“These are evil personalities,” Philippine military spokesman Jo-Ar Herrera said at a news conference in June, referring to the Islamic militants who had then been besieging the city of Marawi for five weeks.
What Herrera was addressing wasn’t the fact that these ISIS-affiliated militants had taken over chunks of Marawi, killing about 100 and displacing nearly 250,000 in the process. Instead, Herrera was referencing the reports that the militants had been taking civilians captive, forcing them to loot homes, convert to Islam, and, worst of all, act as sex slaves.
And just a week later, separate reports from 5,600 miles away in Raqqa, Syria detailed the horrific extent of ISIS’ practice of taking slaves, largely for sexual servitude. Women who had lived as wives to ISIS fighters spoke with an Arabic television reporter and revealed that their husbands had ripped girls as young as nine from their parents so that they could rape them and keep them as sex slaves.
With details like this making headlines again and again throughout ISIS’ three-year reign, it’s left many in the West asking just what, if any, is the connection between not only ISIS, but perhaps even Islam itself, and the taking of slaves?
Slavery In Historical Islam
Slavery had existed in pre-Islamic Arabia, of course. Before the rise of the Prophet Muhammad in the seventh century, the region’s various tribes engaged in frequent small-scale wars, and it was common for them to take captives as spoils.
Islam then codified and greatly expanded this practice, if for no other reason than the fact that a unified Islamic state was capable of much larger-scale warfare than ever before, and that its slave economy benefited from economies of scale.
As the first caliphate swept across Mesopotamia, Persia, and North Africa in the seventh century, hundreds of thousands of captives, largely children and young women, flooded into the Islamic empire’s core territory. There, these captives were put to work in almost any job there was to do.
Male African slaves were favored for heavy-duty work in salt mines and on sugar plantations. Older men and women cleaned streets and scrubbed floors in wealthy households. Boys and girls alike were kept as sexual property.
Male slaves who were taken as toddlers or very young children could be inducted into the military, where they formed the core of the feared Janissary Corps, a kind of Muslim shock troop division that was kept tightly disciplined and used to break enemy resistance.
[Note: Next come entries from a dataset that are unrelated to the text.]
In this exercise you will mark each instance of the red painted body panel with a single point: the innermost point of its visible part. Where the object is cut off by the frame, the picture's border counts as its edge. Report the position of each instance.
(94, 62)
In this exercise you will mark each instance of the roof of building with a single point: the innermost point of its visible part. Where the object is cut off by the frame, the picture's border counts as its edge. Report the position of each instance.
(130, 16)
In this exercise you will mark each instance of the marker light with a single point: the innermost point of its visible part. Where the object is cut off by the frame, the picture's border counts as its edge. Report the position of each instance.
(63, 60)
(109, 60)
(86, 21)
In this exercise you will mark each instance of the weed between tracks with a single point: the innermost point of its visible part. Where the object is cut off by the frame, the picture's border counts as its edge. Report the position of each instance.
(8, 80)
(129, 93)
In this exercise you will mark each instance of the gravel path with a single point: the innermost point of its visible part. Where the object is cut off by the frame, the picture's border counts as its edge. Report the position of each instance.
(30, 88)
Tens of thousands of male slaves were also castrated, in a procedure that usually involved the removal of both the testicles and the penis, and forced to work in mosques and as harem guards.
Slaves were one of the principal spoils of empire, and the newly enriched Muslim master class did with them what they liked. Beatings and rapes came frequently for many, if not most, domestic servants. Harsh lashings, for example, were used as motivation for Africans in the mines and on trading ships.
Arguably the worst treatment was meted out to East African slaves (known as Zanj) in Iraq’s marshy south.
This area was prone to flooding and by the Islamic era, it had largely been abandoned by its native farmers. Wealthy Muslim landlords were given titles to this land by the Abbasid Caliphate (which came to power in 750), on the condition that they bring in a profitable sugar crop.
The new landowners approached this task by throwing tens of thousands of black slaves into the swamps and beating them until the land was drained and a paltry harvest could be raised. Because swamp farming is not terribly productive, the slaves often worked without food for days at a time, and any disruption – which threatened the already-slim profits – was punished with mutilation or death.
This treatment helped spark the Zanj Rebellion in 869, which lasted 14 years and saw the revolting slave army get within two days’ march of Baghdad. Somewhere between a few hundred thousand and 2.5 million people died in this fight, and when it was over, the thought leaders of the Islamic world gave some thought to how to prevent such unpleasantness in the future.